The travelers were held at the Peace Arch Border Crossing in Blaine, Washington, and were questioned about their backgrounds and political views, according to the Council on American-Islamic Relations’ Washington chapter.

According to an email sent to Quartz by Mona Zabihian, a U.S. citizen born in Iran, “Amongst us anxiously waiting were children and pregnant women. ... There wasn’t enough seats for everyone so some were sitting on the ground.”
CAIR also indicated that an unnamed source at CPB said the Department of Homeland Security "issued a national order to CBP to 'report' and detain anyone with Iranian heritage entering the country who is deemed potentially suspicious or “adversarial."

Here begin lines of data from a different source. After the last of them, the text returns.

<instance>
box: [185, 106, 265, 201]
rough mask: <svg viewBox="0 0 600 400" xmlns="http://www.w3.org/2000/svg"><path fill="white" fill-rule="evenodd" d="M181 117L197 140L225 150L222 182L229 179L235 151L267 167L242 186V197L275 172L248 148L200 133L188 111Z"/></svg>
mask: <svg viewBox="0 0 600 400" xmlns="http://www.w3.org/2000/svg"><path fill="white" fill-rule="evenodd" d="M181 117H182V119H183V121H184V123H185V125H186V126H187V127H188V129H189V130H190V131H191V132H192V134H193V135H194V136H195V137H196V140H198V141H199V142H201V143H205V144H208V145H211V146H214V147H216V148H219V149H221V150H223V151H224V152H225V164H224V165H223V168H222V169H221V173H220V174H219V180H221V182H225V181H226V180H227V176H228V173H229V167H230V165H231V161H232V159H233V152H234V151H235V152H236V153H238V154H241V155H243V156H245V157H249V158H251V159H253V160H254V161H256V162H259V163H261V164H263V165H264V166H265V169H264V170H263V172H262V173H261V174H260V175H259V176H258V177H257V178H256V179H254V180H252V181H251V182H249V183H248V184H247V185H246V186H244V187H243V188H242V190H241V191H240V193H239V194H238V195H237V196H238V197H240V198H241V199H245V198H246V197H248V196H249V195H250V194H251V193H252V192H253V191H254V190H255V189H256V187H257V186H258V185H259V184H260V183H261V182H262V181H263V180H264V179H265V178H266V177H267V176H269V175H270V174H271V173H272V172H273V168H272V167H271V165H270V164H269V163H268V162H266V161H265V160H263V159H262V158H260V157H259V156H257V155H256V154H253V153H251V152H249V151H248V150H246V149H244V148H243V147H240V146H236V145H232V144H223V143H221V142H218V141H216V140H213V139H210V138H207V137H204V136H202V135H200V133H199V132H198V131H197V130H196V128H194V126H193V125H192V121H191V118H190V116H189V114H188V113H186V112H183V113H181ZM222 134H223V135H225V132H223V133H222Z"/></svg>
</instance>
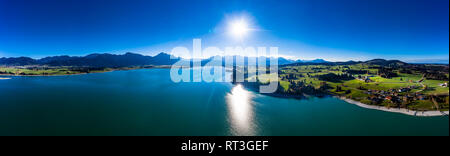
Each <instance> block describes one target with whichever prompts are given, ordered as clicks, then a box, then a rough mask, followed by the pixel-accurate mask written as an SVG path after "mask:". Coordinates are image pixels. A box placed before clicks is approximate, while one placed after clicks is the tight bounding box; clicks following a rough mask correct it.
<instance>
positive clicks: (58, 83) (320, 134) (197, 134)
mask: <svg viewBox="0 0 450 156" xmlns="http://www.w3.org/2000/svg"><path fill="white" fill-rule="evenodd" d="M0 135H276V136H278V135H446V136H448V135H449V118H448V116H446V117H414V116H407V115H403V114H397V113H390V112H383V111H378V110H370V109H365V108H360V107H358V106H356V105H352V104H349V103H346V102H344V101H342V100H339V99H336V98H332V97H329V98H311V99H304V100H298V99H286V98H276V97H269V96H265V95H260V94H257V93H254V92H251V91H248V90H247V89H245V88H243V87H242V86H240V85H232V84H230V83H205V82H202V83H173V82H172V81H171V79H170V75H169V69H145V70H130V71H115V72H108V73H96V74H86V75H72V76H51V77H12V79H9V80H0Z"/></svg>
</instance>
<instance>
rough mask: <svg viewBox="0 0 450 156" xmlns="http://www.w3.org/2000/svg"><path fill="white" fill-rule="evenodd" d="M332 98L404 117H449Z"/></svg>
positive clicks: (445, 113)
mask: <svg viewBox="0 0 450 156" xmlns="http://www.w3.org/2000/svg"><path fill="white" fill-rule="evenodd" d="M334 97H336V98H339V99H341V100H343V101H345V102H347V103H350V104H354V105H357V106H359V107H362V108H366V109H374V110H380V111H385V112H392V113H400V114H405V115H410V116H419V117H433V116H448V115H449V111H414V110H409V109H406V108H386V107H383V106H374V105H368V104H365V103H362V102H359V101H356V100H352V99H348V98H344V97H338V96H334Z"/></svg>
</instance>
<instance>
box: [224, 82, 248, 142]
mask: <svg viewBox="0 0 450 156" xmlns="http://www.w3.org/2000/svg"><path fill="white" fill-rule="evenodd" d="M252 96H253V95H252V93H251V92H250V91H247V90H245V89H244V88H243V87H242V85H236V86H234V88H233V89H232V90H231V93H229V94H228V95H227V105H228V114H229V115H228V116H229V122H230V126H231V128H232V129H231V131H232V133H233V135H247V136H248V135H255V132H254V131H255V130H254V125H255V124H254V123H253V122H254V119H253V118H254V115H253V104H252V101H251V99H252Z"/></svg>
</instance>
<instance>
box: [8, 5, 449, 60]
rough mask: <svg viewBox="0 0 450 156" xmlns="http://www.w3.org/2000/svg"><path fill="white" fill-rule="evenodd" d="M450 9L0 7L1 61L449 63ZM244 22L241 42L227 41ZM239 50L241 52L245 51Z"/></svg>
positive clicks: (248, 5) (65, 5) (244, 7)
mask: <svg viewBox="0 0 450 156" xmlns="http://www.w3.org/2000/svg"><path fill="white" fill-rule="evenodd" d="M448 6H449V1H448V0H367V1H366V0H310V1H308V0H304V1H299V0H253V1H245V0H164V1H162V0H158V1H156V0H153V1H152V0H131V1H122V0H89V1H88V0H39V1H36V0H0V57H16V56H29V57H34V58H40V57H45V56H49V55H77V56H78V55H86V54H90V53H117V54H119V53H125V52H128V51H130V52H136V53H141V54H145V55H155V54H157V53H159V52H161V51H165V52H168V51H170V50H171V49H172V48H173V47H175V46H187V47H192V39H194V38H201V39H202V43H203V46H218V47H221V46H238V45H251V46H277V47H279V53H280V54H281V55H283V56H289V57H291V58H300V59H315V58H323V59H326V60H331V61H345V60H367V59H373V58H385V59H400V60H403V61H408V62H442V61H444V62H447V63H448V57H449V44H448V43H449V7H448ZM241 17H245V19H246V20H247V21H248V23H249V27H251V28H254V29H255V31H251V32H249V35H248V36H246V38H245V39H243V41H240V42H239V43H237V42H236V41H235V40H233V39H232V38H230V37H229V36H227V35H225V34H226V31H227V30H226V29H225V28H224V27H226V26H227V25H228V24H229V22H230V21H232V20H233V19H235V18H241ZM244 43H245V44H244Z"/></svg>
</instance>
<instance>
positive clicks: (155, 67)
mask: <svg viewBox="0 0 450 156" xmlns="http://www.w3.org/2000/svg"><path fill="white" fill-rule="evenodd" d="M169 67H170V66H169ZM154 68H159V69H166V68H168V67H167V66H166V65H161V66H152V67H146V68H133V69H112V70H108V71H97V72H90V73H76V74H55V75H11V74H0V76H6V77H33V76H40V77H41V76H45V77H46V76H72V75H84V74H95V73H107V72H113V71H127V70H139V69H154ZM7 79H11V78H7Z"/></svg>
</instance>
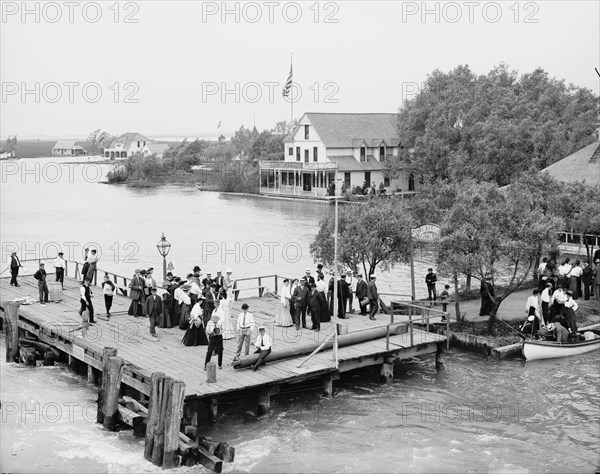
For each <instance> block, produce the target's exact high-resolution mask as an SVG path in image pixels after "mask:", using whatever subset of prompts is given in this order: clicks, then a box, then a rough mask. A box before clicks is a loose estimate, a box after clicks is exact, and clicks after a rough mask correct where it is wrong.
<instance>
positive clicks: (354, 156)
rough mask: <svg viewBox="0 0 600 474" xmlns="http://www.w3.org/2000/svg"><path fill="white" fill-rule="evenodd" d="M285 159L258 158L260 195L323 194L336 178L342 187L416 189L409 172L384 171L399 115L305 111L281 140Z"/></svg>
mask: <svg viewBox="0 0 600 474" xmlns="http://www.w3.org/2000/svg"><path fill="white" fill-rule="evenodd" d="M284 147H285V150H284V153H285V158H284V160H283V161H261V162H260V163H259V169H260V180H261V182H260V192H261V193H263V194H277V195H293V196H311V197H313V196H314V197H321V196H325V195H327V189H328V187H329V186H330V185H331V183H333V182H334V181H335V179H336V177H337V179H341V180H343V183H345V185H346V189H352V187H354V186H363V184H364V183H367V184H368V185H369V186H371V185H372V184H373V183H374V184H375V187H376V189H379V186H380V184H382V183H383V186H384V187H385V189H386V192H387V193H388V194H389V193H393V192H407V191H410V192H412V191H415V183H414V179H413V177H412V176H411V175H410V174H409V173H406V172H404V171H403V170H402V169H400V171H399V176H398V177H397V178H394V179H392V178H389V177H388V176H386V173H385V164H384V162H385V160H388V159H391V158H395V157H397V156H398V154H399V149H400V148H399V147H400V140H399V138H398V114H358V113H357V114H352V113H350V114H330V113H305V114H304V115H303V116H302V118H301V119H300V121H299V122H298V124H297V125H296V127H295V128H294V129H293V130H292V132H291V133H290V134H289V135H288V136H287V138H286V139H285V141H284Z"/></svg>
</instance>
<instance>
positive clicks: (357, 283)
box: [356, 273, 367, 316]
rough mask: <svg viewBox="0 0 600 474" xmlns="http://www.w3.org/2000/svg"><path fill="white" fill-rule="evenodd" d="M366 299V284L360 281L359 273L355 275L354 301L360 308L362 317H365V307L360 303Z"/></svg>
mask: <svg viewBox="0 0 600 474" xmlns="http://www.w3.org/2000/svg"><path fill="white" fill-rule="evenodd" d="M366 297H367V282H366V281H365V280H363V279H362V275H361V274H360V273H359V274H358V275H356V299H357V300H358V305H359V306H360V314H362V315H363V316H366V315H367V305H366V304H365V305H362V304H360V302H361V301H362V300H363V299H364V298H366Z"/></svg>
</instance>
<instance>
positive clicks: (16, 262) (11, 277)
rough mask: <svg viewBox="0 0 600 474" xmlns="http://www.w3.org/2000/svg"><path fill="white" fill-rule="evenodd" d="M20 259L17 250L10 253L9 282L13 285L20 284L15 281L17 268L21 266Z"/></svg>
mask: <svg viewBox="0 0 600 474" xmlns="http://www.w3.org/2000/svg"><path fill="white" fill-rule="evenodd" d="M22 266H23V265H21V260H19V257H17V252H13V253H12V254H10V277H11V278H10V284H11V285H15V286H21V285H19V284H18V283H17V277H18V276H19V268H21V267H22Z"/></svg>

“These reports are extremely troubling and potentially constitute illegal detentions of United States citizens,” Masih Fouladi, executive director of CAIR Washington, said in the statement. “We are working to verify reports of a broad nationwide directive to detain Iranian-Americans at ports of entry so that we can provide community members with accurate travel guidance.”

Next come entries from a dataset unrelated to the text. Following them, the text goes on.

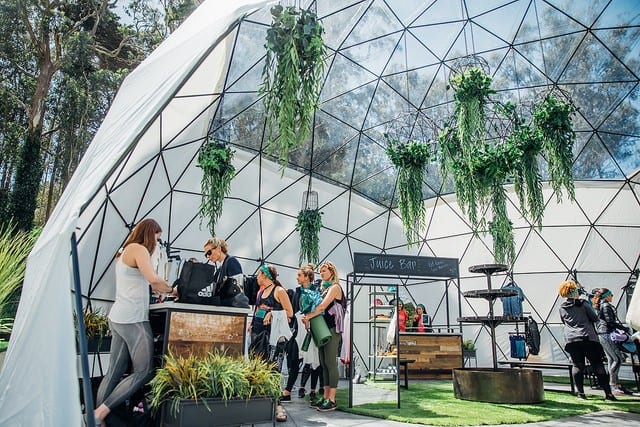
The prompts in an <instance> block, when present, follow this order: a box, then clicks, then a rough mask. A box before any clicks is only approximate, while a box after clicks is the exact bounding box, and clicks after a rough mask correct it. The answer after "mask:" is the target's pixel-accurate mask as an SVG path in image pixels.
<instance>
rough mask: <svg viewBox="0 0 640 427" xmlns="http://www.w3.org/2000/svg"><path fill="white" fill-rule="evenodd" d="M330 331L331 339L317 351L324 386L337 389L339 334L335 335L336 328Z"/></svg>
mask: <svg viewBox="0 0 640 427" xmlns="http://www.w3.org/2000/svg"><path fill="white" fill-rule="evenodd" d="M329 330H330V331H331V339H330V340H329V342H328V343H326V344H325V345H323V346H322V347H320V348H319V349H318V356H320V366H322V375H323V378H324V385H325V386H329V387H330V388H337V387H338V380H339V379H340V378H339V374H338V348H339V347H340V334H338V333H336V328H331V329H329Z"/></svg>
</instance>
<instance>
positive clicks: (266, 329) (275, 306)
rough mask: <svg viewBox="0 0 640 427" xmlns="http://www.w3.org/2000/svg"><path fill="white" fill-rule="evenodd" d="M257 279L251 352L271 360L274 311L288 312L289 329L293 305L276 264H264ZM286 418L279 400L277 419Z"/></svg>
mask: <svg viewBox="0 0 640 427" xmlns="http://www.w3.org/2000/svg"><path fill="white" fill-rule="evenodd" d="M257 279H258V284H259V285H260V291H259V292H258V296H257V298H256V308H255V312H254V314H253V319H252V321H251V325H250V332H251V346H250V347H249V352H250V353H253V354H255V355H259V356H260V357H262V358H264V359H265V360H269V359H270V350H269V346H268V345H265V340H266V342H268V337H269V336H270V335H271V333H272V324H273V320H274V313H276V312H284V313H286V321H285V322H284V323H285V326H286V327H287V329H288V324H289V321H290V320H291V318H292V317H293V307H292V306H291V301H290V300H289V294H288V293H287V290H286V289H285V288H284V287H283V286H282V283H280V281H279V280H278V272H277V271H276V269H275V267H274V266H272V265H267V264H262V265H261V266H260V269H259V270H258V278H257ZM289 332H290V331H289ZM286 420H287V414H286V412H285V411H284V408H283V407H282V405H281V404H280V401H278V402H277V405H276V421H279V422H283V421H286Z"/></svg>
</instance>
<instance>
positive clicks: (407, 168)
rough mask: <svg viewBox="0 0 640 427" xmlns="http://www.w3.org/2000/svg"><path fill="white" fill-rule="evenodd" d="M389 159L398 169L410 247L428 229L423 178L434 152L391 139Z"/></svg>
mask: <svg viewBox="0 0 640 427" xmlns="http://www.w3.org/2000/svg"><path fill="white" fill-rule="evenodd" d="M385 137H386V138H387V140H388V141H389V145H388V146H387V150H386V153H387V156H388V157H389V160H391V163H393V165H394V166H395V167H396V168H398V209H399V210H400V217H401V218H402V224H403V226H404V231H405V236H406V238H407V246H409V247H410V246H411V245H412V244H413V243H415V242H418V241H420V239H421V235H420V234H421V232H422V230H424V228H425V226H426V210H425V208H424V198H423V196H422V177H423V176H424V173H425V171H426V169H427V165H428V164H429V162H430V161H431V159H432V152H431V148H430V147H429V146H428V145H426V144H423V143H421V142H418V141H409V142H406V143H405V142H400V141H398V140H394V139H390V138H389V136H388V135H385Z"/></svg>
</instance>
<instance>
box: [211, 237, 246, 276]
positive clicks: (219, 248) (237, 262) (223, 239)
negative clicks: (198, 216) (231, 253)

Customs and Border Protection claims the reports are false and said the holdup was due to the staff being bogged down due to heightened security.

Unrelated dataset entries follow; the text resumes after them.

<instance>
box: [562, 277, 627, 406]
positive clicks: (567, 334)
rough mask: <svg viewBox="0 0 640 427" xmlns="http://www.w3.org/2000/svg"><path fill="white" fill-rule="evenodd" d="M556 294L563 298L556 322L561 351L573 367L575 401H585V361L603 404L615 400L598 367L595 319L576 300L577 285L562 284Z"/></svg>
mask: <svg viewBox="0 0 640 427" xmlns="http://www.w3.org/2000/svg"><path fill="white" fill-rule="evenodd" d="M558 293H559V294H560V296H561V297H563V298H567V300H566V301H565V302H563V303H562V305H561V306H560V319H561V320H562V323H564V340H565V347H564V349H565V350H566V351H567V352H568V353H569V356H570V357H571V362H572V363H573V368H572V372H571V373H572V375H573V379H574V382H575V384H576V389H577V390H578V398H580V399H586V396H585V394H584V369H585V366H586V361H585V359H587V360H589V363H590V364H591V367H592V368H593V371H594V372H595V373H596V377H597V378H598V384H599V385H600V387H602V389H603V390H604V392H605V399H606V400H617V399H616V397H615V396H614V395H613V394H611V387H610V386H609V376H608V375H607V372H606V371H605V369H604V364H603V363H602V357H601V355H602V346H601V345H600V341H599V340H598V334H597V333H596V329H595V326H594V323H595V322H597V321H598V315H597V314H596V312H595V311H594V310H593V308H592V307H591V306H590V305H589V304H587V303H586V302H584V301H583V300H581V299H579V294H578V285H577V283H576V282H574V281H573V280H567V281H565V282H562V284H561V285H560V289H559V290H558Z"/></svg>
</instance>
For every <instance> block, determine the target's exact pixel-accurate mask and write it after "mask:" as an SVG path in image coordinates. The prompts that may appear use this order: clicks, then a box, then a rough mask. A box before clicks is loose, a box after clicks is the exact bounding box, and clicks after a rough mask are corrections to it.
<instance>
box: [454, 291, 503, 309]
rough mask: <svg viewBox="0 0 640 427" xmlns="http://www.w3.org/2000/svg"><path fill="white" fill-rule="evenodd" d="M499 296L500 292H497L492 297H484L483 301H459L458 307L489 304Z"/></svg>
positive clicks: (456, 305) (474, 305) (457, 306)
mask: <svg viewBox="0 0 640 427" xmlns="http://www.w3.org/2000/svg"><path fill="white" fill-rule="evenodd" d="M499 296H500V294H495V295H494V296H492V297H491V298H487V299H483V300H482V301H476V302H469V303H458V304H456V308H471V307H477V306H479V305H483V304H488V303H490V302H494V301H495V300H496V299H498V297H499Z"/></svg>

In light of these events, organizers and watchdog groups are warning the public to know their rights when moving through airports. According to the American-Arab Anti-Discrimination Committee, travelers should be aware of the following:

No Warrant Required
  • Airport law enforcement is permitted to search you and your belongings and to interview you without a warrant or suspicion of illegal activity at any time.
  • If an officer searches and/or confiscates your laptop or cell phone, get a receipt for your property.

What Agents Can Ask
  • If you are a U.S. citizen or legal permanent resident (LPR), you cannot be denied entry into the U.S. for refusing to answer questions or to unlock your phone, laptop, or other electronics.
  • If you are a visa holder, you may be denied entry into the U.S. for refusing to answer citizenship questions or to unlock your phone or laptop.
  • If asked questions regarding your religion, political affiliation, sexuality, ethnicity, or nationality, you may choose to remain silent. Do not lie about anything!

Ask for a Lawyer
  • You must assert your right to legal representation.
  • Do not sign any papers without your lawyer present.

Keep Notes
  • Write down what you can remember. These notes should include the location and the names of the agents involved. Keep notes of the interaction.